Proprio in quel momento succede una cosa piuttosto curiosa, il padre si blocca, non compie alcuna azione, sembra che stia esitando. Sembra addirittura che stia pensando. Che cosa gli succede? Quando si è slanciato sul boccone, il pesce ha reagito allo stimolo (la vista del cibo) con un comportamento innato, che possiede fin dalla nascita. L’impulso ad azzannare il cibo è infatti connaturato, ereditato geneticamente, non è stato appreso. La prima reazione del pesce è stata automatica, è scaturita da una conoscenza incorporata, non mediata dall’esperienza. Tuttavia, il pesce non ha dato seguito all'azione istintiva, che avrebbe previsto di inghiottire il boccone. In bocca c’era anche suo figlio, allora il pesce si è fermato. Trovandosi alle prese con un serio conflitto di interessi, l’animale è andato in crisi.
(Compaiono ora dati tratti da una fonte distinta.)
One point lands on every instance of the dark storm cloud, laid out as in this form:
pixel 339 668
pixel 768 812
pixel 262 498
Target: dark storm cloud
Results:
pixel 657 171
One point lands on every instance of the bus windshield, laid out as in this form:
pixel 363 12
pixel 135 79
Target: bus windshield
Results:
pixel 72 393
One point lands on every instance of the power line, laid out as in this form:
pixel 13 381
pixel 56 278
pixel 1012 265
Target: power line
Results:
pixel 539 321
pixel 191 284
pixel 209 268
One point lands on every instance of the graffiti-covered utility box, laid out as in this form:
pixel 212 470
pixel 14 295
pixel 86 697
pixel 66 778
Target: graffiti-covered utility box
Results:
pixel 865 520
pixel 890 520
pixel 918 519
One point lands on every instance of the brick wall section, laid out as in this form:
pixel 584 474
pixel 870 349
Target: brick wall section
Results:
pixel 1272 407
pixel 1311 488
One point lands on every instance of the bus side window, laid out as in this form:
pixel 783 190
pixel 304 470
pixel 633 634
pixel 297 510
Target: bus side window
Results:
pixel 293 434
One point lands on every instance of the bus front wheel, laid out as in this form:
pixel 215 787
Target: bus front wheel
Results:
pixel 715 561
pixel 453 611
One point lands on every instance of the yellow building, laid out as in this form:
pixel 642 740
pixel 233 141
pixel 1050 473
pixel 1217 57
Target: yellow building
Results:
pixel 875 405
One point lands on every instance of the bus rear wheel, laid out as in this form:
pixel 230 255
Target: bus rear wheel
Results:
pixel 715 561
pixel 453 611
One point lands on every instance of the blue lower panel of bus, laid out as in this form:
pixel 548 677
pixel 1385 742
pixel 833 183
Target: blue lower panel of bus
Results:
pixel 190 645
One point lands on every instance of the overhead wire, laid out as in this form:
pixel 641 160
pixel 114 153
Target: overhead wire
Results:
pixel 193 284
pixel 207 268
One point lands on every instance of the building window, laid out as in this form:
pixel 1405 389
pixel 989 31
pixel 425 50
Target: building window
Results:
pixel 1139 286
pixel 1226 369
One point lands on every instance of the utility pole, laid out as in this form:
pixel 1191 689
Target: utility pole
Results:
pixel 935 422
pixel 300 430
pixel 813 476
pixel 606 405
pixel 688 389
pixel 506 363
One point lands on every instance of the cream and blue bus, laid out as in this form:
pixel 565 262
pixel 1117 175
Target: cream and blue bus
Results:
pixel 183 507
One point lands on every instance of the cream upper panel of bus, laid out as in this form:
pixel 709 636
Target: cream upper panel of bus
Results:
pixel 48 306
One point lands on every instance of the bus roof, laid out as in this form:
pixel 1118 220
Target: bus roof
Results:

La crisi è stata causata dalla compresenza di due stimoli contrastanti: da una parte, lo stimolo-cibo lo induce ad azzannare il boccone per obbedire alle strategie di sopravvivenza individuale; dall’altra, lo stimolo derivante dalle tattiche comportamentali vòlte a garantire la sopravvivenza della specie, lo induce a fermarsi, a non inghiottire il boccone per salvare il figlio.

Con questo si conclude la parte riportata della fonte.